Уильям Шекспир, Макбет,
1
Средневековый английский фольклор исключительно беден по части оборотней, особенно, вервольфов. Причина в том, что волки были истреблены в Англии при англо-саксонских королях, и, таким образом, перестали быть источником страха для народа. Бедность традиции, впрочем, с лихвой восполняется развитием более поздней богатой мифологии оборотней в Лондоне.
Большинство англичан сталкивается с этим специфическим предрассудком в виде сравнительно невинного назидательного детского стишка, несколько строчек которого призывают детей не бродить в одиночку по ночам, особенно в полнолуние, а не то они станут добычей голодных лондонских оборотней. Самые ранние упоминания о лондонских оборотнях, которые я способен был разыскать, встречаются в уличной балладе, изданной около 1672 г. и в памфлете, опубликованном, вероятно, на 10—12 лет позднее. Куда больше упоминаний можно отыскать в дешевых балладах на отдельных листах и в сборниках песенок конца 18 века, когда появилось большинство самых известных баек…

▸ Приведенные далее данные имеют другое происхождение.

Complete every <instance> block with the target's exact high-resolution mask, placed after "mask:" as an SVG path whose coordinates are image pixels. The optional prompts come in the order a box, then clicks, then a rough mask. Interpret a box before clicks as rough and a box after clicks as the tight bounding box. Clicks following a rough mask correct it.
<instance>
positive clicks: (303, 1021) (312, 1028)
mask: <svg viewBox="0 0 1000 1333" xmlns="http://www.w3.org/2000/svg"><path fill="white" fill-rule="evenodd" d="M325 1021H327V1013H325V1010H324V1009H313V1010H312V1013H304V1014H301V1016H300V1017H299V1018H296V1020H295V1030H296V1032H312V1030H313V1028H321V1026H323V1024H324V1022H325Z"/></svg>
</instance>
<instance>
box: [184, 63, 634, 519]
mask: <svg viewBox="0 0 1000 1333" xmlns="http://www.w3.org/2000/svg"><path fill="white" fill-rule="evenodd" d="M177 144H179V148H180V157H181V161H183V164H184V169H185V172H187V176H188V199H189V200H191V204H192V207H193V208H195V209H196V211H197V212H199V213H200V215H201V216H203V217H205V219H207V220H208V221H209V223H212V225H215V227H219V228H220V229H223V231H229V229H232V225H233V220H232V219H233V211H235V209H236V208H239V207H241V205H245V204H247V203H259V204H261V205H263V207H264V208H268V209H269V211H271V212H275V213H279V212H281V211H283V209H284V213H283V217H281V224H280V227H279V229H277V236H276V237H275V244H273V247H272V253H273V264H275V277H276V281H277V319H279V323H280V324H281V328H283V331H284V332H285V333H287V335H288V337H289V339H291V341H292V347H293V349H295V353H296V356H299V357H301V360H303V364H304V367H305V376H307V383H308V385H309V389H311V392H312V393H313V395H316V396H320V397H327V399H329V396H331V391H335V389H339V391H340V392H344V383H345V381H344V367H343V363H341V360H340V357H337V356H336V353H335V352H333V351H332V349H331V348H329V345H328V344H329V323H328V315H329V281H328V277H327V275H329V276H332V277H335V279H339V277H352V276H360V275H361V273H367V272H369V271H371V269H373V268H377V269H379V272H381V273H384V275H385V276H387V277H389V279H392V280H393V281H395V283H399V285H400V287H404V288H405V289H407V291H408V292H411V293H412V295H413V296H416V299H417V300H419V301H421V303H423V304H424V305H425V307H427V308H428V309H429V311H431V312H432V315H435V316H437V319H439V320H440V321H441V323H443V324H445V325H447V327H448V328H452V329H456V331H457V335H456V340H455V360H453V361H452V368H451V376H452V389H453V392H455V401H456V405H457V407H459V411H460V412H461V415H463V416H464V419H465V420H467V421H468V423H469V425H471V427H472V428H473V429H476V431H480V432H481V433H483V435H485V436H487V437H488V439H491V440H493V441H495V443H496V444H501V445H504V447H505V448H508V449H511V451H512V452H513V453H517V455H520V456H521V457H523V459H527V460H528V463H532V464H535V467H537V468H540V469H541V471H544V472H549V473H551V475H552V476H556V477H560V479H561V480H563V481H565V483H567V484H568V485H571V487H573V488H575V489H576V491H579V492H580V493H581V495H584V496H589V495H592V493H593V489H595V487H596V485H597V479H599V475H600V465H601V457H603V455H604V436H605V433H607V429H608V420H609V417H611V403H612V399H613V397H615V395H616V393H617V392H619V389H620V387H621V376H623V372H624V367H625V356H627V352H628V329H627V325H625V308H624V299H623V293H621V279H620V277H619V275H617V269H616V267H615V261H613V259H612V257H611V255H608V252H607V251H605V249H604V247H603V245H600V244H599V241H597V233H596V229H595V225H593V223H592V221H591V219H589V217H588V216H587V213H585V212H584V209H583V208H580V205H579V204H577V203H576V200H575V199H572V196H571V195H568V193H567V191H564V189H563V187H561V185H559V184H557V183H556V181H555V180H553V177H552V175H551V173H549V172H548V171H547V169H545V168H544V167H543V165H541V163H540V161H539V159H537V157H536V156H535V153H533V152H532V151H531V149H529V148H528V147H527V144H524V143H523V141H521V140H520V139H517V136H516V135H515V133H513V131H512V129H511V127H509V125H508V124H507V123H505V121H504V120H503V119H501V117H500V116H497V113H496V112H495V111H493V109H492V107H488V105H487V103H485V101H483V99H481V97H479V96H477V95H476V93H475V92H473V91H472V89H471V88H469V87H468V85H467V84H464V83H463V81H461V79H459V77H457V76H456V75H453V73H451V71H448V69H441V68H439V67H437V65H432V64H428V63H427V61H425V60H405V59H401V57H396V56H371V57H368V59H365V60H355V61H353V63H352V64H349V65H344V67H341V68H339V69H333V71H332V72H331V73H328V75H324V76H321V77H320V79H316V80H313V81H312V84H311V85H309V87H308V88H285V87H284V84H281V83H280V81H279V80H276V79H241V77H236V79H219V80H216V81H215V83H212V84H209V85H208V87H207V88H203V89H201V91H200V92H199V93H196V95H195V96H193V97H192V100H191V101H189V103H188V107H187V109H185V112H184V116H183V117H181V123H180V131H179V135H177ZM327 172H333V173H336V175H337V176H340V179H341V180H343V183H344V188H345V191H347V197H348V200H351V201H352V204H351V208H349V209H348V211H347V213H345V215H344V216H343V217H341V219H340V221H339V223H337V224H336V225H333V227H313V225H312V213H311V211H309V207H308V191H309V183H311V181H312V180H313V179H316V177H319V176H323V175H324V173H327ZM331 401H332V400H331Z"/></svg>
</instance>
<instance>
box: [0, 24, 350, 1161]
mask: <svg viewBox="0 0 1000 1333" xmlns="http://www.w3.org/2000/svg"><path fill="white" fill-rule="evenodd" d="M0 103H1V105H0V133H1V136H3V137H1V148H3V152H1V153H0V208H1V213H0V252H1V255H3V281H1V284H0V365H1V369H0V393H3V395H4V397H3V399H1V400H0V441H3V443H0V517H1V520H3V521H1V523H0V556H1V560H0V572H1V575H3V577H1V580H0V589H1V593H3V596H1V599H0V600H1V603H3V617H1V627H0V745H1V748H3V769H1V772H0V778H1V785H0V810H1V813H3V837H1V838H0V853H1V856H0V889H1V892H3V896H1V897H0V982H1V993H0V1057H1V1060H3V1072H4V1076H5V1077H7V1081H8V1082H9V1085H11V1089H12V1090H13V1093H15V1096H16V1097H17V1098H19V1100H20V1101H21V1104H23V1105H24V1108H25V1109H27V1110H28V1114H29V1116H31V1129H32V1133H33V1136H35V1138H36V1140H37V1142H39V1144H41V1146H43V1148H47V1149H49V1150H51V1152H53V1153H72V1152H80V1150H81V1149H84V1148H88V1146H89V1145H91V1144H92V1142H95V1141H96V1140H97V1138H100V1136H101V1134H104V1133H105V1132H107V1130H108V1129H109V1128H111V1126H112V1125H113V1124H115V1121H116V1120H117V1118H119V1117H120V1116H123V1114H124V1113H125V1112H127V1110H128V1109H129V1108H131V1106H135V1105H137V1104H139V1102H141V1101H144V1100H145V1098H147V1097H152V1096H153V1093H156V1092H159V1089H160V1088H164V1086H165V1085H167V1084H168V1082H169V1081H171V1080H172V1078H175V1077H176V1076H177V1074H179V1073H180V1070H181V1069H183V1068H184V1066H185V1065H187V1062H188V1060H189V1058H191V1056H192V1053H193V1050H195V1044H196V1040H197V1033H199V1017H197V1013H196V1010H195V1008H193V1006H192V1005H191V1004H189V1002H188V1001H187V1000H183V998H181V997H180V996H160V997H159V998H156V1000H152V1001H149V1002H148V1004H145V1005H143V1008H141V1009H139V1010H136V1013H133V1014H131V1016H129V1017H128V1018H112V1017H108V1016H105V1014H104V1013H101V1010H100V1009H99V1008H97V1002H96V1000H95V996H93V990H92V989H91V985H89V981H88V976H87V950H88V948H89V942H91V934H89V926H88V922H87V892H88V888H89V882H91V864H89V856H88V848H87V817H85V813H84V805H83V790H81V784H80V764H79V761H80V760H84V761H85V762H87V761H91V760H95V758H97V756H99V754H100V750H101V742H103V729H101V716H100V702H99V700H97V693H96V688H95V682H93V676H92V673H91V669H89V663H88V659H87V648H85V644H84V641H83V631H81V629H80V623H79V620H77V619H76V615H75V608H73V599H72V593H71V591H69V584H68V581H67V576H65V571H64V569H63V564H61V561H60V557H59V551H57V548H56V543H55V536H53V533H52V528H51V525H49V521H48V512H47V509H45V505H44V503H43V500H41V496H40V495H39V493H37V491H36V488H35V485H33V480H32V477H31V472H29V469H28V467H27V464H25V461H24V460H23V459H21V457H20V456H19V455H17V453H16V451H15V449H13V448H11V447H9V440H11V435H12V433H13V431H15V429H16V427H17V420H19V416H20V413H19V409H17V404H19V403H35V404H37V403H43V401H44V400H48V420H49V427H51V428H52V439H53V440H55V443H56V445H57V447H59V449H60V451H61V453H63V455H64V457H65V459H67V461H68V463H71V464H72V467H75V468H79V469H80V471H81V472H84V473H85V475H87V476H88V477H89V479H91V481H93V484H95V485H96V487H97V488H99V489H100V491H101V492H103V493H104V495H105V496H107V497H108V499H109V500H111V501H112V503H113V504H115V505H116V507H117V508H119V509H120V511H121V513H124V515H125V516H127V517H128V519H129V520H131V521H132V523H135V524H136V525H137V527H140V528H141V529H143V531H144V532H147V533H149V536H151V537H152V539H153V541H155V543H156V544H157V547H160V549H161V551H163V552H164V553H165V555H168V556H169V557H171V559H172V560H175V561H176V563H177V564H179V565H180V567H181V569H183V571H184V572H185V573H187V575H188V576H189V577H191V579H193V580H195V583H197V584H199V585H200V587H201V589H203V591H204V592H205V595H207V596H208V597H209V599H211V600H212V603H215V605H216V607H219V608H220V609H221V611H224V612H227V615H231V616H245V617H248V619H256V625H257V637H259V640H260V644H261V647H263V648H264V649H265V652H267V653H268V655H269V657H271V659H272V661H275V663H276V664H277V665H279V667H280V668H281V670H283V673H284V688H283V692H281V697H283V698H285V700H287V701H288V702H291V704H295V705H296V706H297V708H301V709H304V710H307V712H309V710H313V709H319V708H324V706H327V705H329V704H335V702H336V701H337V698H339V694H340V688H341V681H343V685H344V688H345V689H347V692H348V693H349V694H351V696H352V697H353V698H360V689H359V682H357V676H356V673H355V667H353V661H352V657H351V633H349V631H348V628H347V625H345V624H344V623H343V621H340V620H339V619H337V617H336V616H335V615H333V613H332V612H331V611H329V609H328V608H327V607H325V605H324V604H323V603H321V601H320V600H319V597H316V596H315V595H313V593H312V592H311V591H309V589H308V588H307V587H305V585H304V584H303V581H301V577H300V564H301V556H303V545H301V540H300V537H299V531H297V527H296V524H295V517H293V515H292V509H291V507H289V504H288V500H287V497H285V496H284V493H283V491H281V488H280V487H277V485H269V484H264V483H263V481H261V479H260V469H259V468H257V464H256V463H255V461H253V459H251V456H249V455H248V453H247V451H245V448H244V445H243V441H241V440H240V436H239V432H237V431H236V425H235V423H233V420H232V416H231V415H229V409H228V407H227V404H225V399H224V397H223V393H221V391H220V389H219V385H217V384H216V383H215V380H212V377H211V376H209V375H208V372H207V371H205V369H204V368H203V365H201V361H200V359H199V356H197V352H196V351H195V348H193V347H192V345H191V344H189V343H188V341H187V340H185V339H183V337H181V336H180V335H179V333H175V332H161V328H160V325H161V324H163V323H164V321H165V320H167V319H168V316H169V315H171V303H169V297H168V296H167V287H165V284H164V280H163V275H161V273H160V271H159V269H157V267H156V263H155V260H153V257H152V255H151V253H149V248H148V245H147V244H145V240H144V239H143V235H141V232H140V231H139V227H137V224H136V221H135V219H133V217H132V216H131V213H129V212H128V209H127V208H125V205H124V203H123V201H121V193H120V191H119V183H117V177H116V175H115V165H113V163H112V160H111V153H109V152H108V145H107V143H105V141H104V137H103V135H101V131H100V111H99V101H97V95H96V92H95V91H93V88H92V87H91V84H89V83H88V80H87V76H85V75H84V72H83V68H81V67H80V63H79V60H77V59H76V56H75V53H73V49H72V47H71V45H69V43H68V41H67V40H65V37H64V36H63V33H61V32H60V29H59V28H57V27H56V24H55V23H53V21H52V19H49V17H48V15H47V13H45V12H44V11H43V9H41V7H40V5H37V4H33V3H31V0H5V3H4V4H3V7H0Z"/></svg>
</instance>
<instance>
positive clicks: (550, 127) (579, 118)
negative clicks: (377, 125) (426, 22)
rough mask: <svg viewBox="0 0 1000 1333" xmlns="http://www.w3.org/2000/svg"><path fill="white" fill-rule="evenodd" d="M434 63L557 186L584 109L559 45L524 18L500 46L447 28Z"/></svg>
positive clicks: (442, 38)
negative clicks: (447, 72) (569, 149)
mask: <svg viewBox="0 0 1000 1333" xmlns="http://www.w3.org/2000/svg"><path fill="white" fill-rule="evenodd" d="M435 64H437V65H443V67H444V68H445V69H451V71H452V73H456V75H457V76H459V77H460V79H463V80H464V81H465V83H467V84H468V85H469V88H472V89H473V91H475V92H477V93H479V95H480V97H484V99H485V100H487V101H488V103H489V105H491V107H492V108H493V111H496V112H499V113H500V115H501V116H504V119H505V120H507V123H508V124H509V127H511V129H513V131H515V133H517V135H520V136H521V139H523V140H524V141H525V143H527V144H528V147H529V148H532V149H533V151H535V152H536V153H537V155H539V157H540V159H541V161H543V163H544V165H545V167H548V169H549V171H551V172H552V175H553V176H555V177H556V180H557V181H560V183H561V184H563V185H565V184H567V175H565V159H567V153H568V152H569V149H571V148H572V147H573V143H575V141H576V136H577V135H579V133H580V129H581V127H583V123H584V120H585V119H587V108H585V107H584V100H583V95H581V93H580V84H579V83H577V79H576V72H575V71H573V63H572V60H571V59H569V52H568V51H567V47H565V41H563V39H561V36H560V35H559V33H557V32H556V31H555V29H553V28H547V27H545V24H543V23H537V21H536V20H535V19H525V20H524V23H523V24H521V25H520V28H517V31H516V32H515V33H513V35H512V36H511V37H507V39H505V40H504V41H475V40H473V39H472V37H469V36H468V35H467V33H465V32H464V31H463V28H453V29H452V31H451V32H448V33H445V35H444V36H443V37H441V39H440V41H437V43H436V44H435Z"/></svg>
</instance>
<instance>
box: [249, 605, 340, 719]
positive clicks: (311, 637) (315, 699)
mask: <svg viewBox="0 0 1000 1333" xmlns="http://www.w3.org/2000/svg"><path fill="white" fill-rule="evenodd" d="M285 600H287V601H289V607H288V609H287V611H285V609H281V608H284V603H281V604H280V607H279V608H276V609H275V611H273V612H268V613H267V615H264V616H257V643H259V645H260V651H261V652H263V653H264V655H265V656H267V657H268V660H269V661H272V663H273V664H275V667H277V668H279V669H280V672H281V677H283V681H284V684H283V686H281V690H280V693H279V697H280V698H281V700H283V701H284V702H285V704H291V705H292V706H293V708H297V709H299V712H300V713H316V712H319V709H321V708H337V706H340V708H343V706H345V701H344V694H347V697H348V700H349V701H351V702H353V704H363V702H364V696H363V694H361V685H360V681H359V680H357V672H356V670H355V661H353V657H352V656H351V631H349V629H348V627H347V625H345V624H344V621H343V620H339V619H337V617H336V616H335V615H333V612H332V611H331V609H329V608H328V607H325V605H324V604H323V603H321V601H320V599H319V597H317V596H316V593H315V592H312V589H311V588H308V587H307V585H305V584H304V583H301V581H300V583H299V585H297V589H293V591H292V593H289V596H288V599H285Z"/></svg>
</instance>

И поныне ходят бесчисленные рассказы о подвигах лондонских оборотней. Большинство детских страшных сказок наделяет вервольфов Лондона склонностью утаскивать заблудших и непослушных детей. Есть также несколько достойных внимания побасенок и более странного содержания. Два таких образчика фольклора вписываются в общую картину историй о том, как дети человеческие вступают в отношения с чудесными возлюбленными, у которых есть одно любопытное отличие. Истории, где повествуется о том, как обыкновенный мужчина женился на неописуемой красоты женщине, и в конце концов, выяснилось, что она одна из лондонских оборотней, наиболее традиционны Обычно в них оговаривается, что жених дал невесте обещание, которое однажды все-таки нарушил, и это привело к открытию ее истинной природы, и, конечно, к ее утрате, но там говорится также, что вервольфы женского пола постоянно ищут себе мужей среди высших классов города, дома которых могли бы послужить убежищами для целых стай (численность которых колеблется от горстки оборотней до дюжины). Небылицы же, где описываются сердечные дела между обычными женщинами и оборотнями-мужчинами, более своеобразны. В таких сюжетах обычно не идет речь о браке, они чаще имеют вид романтических сказок об истинной, но трагической любви, о страсти, которую невозможно утолить. Мужская половина оборотней Лондона, в отличие от своих сестер, неспособна к физической близости в людском обличии, а накал чувства неизбежно приводит к преображению.